Disaster recovery solutions help guarantee the running stability and data security of your IT system. Specifically, the solutions incorporate data backup and disaster recovery of systems and applications. Alibaba Cloud ECS allows you to use snapshots and images for data backup.

Disaster recovery methods

  • Snapshot backup

    Alibaba Cloud ECS allows you to back up system disks and data disks with snapshots. Currently, Alibaba Cloud provides the Snapshot 2.0 service, which features a higher snapshot quota and a more flexible automatic task strategy than previous snapshot services, helping to reduce impact on business I/O. When snapshots are used for data backup, the first backup is a full backup, followed by incremental backups. The backup duration depends on the amount of data to be backed up.

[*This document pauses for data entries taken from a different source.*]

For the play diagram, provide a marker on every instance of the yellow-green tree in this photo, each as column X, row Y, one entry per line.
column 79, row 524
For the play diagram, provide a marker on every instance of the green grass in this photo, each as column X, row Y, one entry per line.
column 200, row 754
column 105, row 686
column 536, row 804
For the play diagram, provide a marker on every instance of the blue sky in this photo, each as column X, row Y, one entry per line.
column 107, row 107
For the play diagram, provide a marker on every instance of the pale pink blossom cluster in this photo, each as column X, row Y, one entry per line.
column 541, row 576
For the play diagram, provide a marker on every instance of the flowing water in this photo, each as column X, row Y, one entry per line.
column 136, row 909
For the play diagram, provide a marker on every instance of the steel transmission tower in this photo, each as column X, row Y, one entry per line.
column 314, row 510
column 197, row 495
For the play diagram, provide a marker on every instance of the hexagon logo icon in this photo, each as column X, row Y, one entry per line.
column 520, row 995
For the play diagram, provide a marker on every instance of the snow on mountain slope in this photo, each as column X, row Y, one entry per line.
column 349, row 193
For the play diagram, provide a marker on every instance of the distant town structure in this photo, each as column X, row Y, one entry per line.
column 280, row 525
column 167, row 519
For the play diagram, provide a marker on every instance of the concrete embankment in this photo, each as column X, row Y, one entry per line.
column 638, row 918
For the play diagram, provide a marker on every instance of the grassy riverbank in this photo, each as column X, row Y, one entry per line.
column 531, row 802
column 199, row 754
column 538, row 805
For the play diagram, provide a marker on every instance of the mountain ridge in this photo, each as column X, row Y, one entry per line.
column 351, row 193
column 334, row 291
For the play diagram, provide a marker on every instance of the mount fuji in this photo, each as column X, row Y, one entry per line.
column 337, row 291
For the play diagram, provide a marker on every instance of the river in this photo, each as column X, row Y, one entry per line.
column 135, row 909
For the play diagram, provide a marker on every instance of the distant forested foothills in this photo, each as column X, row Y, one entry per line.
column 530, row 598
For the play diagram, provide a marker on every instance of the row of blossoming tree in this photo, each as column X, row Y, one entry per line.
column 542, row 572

    As shown in the preceding figure, Snapshot 1, Snapshot 2, and Snapshot 3, are the first, second, and third snapshots of a disk. The file system checks the disk data by blocks. When a snapshot is created, only the blocks with changed data are copied to the snapshot. Alibaba Cloud ECS allows you to configure manual or automatic snapshot backup. With automatic backup, you can specify the time of day (24 options, on the hour), recurring day of week (Monday through Sunday), and retention time for snapshot creation. The retention time is customizable, and you can set a value from 1 to 65,536 days or choose to save snapshots permanently.

  • Snapshot rollback

    If exceptions occur in your system and you must roll back a disk to a previous state, you can roll back the disk so long as it has a corresponding snapshot created.
    • Rolling back a disk is an irreversible action. After disk rollback is completed, data cannot be restored. Exercise caution when performing this action.

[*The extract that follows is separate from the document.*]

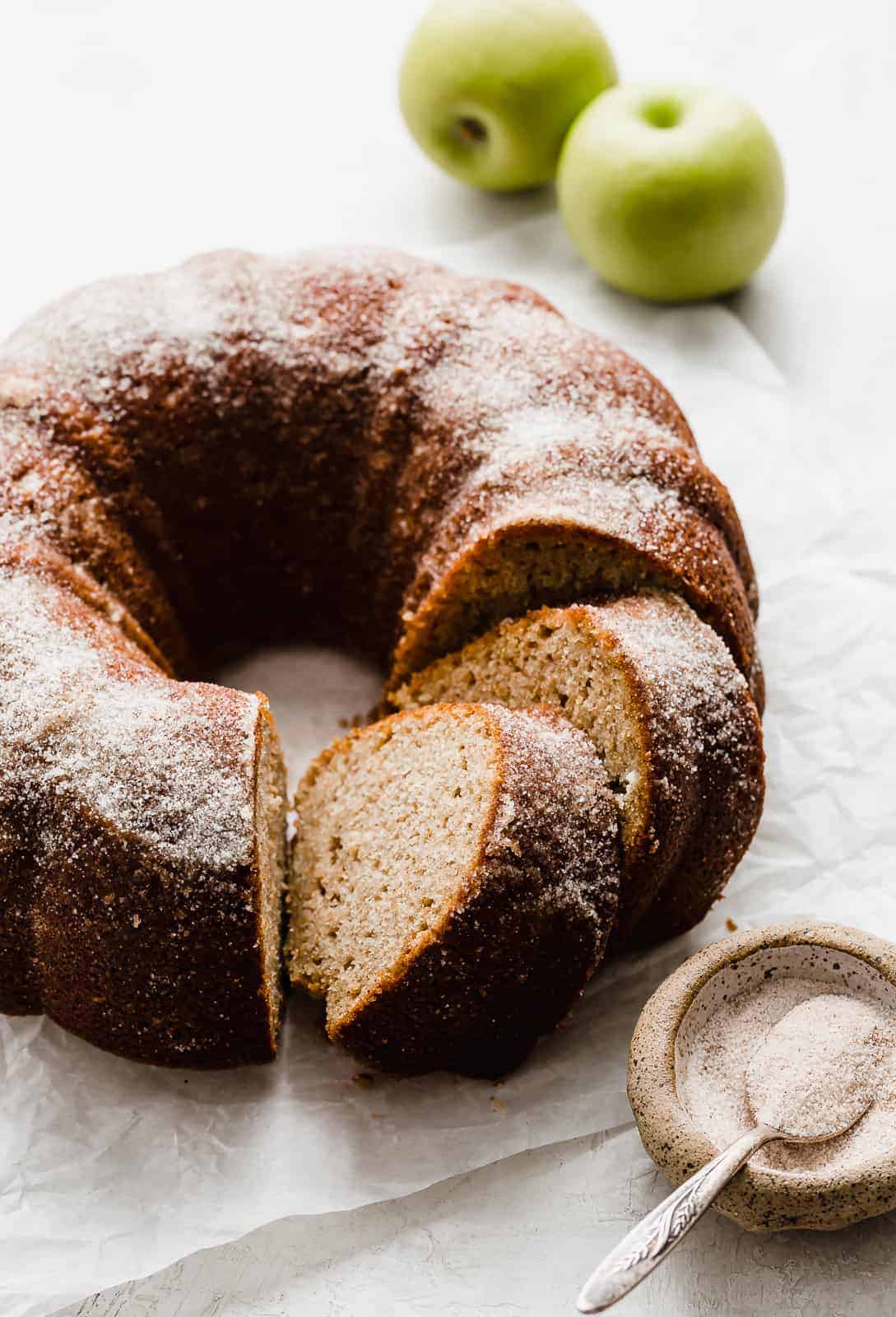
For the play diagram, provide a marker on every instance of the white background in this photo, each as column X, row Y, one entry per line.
column 138, row 133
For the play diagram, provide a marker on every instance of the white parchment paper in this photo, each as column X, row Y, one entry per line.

    • After a disk is rolled back, data will be irretrievably lost from the creation time of the snapshot to the current time.

  • Image backup

    An image file is equivalent to a replica file that contains all the data from one or more disks (a system disk or both the system disk and data disks). All image backups are full backups and can only be triggered manually.

  • Image recovery

    You can create custom images from snapshots to include the operating system and data environment in the image. The custom images can then be used to create multiple instances with the same operating system and data environment. For the configuration of snapshots and images, see Snapshots and Images.

    Note Custom images cannot be used across regions.

Technical metrics

RTO and RPO: related to the amount of data, usually at an hourly level.


  • Backup and restoration

    Alibaba Cloud ECS allows you to back up system disks and data disks with snapshots and images. If incorrect data is stored on a disk due to data errors caused by application errors, or hackers exploiting application vulnerabilities for malicious access, you can use the snapshot service to restore the disk to a desired state. In addition, Alibaba Cloud ECS allows you to reinitialize disks with images or purchase new ECS instances with a custom image.

  • Disaster recovery application

    Alibaba Cloud ECS supports the implementation of disaster recovery architecture. For example, you can buy and use a Server Load Balancer (SLB) at the front end of an application, and deploy at least two ECS instances at the back end of the same application. Alternatively, you can implement an Auto Scaling solution using the auto scaling technology provided by Alibaba Cloud by defining how to use the ECS resources. In this way, even if one of the ECS instances fails or resources are overused, business continuity will not be interrupted, thus realizing disaster recovery. Take the deployment of ECS instances in two Internet Data Centers (IDCs) in the same city for example:

    • A cluster of ECS instances is deployed in both IDCs. At the access side, SLBs are used for load balancing between the two IDCs.
    • The Region Master nodes in both IDCs are identical and operate in active/standby mode. The failure of one node does not affect the ECS control function.
    • To switch the control node of ECS instances in the case of IDC failure, the middleware domain name is associated anew as it is used for controlling the cluster. If the IDC of the control node experiences problems, the middleware domain name needs to be associated with the control node of the other IDC.